Thoughts on this April 19
For me, this morning started much like the morn of April 19 17 years ago.
In 1995, April 19 dawned sunny and bright and I barely registered that fact because I was trying to drop my children off at school and daycare and get in to work. The youngest of my three children was not yet 1 years old so mornings were pretty hectic as I attempted to get bookbags, my purse, a diaper bag and other assorted stuff into the car — and the kids too.
I had been sitting at my desk here at The Oklahoman for approximately 17 minutes when the bomb blew apart the Alfred P. Murrah Federal Building. My editor sent me to University/Children’s Hospital near downtown Oklahoma City to report on any happenings there. By 9: 25 a.m., I was on the Broadway Extension headed to my assignment for the day. I had no way of knowing that that morning would be the last morning that 168 people would ever experience on this Earth or that my own life and that of countless other Oklahomans and Americans would ever be the same. By the end of that workday which stretched to about 8 p.m., I climbed in my car emotionally drained and headed to pick up my children. Since my husband at that time was a first responder at the Murrah Building site, relatives had picked the children up and kept them until I could get off work.

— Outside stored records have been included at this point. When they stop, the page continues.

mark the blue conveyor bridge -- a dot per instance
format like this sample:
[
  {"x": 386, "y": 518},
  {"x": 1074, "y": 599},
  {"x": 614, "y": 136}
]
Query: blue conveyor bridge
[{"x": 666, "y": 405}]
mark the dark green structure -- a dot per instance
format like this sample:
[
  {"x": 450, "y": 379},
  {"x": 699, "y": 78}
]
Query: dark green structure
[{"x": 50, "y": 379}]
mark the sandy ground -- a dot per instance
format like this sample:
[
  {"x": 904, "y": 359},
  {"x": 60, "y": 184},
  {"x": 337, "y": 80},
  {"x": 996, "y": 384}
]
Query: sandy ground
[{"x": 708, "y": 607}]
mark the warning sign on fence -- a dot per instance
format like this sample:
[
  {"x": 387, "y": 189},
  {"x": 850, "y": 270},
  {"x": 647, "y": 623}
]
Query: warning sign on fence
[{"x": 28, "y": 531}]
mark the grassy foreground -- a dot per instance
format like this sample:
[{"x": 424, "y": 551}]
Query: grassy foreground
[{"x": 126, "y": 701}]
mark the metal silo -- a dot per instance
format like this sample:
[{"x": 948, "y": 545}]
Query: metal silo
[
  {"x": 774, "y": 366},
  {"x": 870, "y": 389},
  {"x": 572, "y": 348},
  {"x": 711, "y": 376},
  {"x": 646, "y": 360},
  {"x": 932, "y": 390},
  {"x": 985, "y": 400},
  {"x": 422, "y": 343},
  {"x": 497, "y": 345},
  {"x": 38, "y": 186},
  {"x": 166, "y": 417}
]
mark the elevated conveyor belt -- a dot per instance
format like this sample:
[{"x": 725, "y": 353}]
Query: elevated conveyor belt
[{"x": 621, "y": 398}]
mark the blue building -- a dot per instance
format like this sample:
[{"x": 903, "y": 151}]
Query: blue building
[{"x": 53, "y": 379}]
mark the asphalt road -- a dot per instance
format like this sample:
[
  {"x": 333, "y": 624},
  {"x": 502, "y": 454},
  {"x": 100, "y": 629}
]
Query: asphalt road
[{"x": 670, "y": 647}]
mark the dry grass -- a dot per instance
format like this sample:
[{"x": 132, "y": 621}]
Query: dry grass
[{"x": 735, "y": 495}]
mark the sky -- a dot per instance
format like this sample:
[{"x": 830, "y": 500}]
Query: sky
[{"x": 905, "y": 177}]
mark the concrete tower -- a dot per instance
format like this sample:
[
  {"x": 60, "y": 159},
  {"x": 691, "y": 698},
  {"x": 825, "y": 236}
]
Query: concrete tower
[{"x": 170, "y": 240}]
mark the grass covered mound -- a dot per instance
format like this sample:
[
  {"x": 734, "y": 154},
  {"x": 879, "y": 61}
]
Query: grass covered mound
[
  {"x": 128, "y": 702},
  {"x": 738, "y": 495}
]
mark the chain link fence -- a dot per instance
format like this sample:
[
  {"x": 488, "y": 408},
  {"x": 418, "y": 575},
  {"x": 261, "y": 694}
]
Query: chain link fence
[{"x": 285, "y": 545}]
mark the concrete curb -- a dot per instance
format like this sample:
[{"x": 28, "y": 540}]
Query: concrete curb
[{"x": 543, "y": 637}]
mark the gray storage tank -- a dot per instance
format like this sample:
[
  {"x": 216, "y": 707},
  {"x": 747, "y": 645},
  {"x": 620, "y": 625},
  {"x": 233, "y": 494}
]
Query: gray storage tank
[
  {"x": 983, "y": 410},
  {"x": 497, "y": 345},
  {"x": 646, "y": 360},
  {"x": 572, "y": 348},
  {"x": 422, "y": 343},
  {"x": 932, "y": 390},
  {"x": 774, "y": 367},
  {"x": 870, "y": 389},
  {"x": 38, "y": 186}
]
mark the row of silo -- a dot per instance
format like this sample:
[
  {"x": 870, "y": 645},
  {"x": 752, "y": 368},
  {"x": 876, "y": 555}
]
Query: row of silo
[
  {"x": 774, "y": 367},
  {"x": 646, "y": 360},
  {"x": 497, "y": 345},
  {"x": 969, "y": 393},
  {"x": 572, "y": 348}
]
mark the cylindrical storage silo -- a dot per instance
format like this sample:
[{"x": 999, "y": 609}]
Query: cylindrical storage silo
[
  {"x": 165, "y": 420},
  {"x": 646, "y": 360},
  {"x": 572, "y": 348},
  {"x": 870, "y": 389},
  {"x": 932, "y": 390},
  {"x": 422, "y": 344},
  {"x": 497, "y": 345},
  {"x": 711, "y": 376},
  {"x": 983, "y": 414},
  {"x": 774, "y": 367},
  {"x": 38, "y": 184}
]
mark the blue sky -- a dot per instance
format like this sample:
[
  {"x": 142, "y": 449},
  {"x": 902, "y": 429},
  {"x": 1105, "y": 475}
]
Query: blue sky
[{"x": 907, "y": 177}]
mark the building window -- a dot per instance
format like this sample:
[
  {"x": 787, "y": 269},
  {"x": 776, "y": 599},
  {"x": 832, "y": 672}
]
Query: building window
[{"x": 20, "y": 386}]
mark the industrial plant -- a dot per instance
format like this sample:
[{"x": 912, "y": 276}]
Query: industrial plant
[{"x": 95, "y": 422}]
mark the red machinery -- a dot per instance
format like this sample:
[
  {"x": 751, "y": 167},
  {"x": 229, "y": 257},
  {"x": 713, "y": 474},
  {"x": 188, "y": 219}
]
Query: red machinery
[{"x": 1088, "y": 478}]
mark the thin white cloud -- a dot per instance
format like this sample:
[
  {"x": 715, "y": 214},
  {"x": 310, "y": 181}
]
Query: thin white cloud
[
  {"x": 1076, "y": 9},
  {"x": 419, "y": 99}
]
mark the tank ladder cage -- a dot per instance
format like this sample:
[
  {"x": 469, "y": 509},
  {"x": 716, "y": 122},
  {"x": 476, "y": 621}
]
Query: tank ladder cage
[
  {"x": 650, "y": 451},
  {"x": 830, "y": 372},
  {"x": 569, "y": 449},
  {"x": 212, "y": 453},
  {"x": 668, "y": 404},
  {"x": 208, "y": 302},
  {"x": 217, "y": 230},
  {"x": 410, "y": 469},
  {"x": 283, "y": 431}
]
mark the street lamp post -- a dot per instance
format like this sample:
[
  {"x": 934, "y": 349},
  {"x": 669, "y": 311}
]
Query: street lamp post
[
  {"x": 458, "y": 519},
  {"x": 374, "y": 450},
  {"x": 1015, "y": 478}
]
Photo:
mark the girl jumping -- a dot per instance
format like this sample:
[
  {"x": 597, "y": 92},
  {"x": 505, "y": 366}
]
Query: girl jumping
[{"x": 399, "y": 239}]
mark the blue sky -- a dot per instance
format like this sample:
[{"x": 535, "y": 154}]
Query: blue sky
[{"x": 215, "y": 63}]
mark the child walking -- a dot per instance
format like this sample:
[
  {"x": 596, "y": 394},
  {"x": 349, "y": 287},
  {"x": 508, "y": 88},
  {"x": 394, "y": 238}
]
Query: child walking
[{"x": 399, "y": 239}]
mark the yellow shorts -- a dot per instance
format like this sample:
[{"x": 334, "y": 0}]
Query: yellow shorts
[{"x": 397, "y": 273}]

I’d started my day just trying to get the children to where they needed to go and in the hustle and bustle of the hectic morning, I couldn’t remember what I said or if I had kissed them. I ended the day with a desperate need to see them and hear them and touch them again. My oldest was 8 years old at the time and he knew what had happened but he didn’t understand the magnitude of it, of course. The younger children were oblivious. All they knew was that that night I hugged them and kissed them many, many times and wanted to hear about every minute of their day. It had dawned on me that while I had expected — assumed — that many children from the daycare center inside the Murrah Building would be sent to hospitals due to injuries, the fact was that the majority of those little ones died. Mothers and fathers and grandparents had dropped them off that morning but most of those children never made it back home.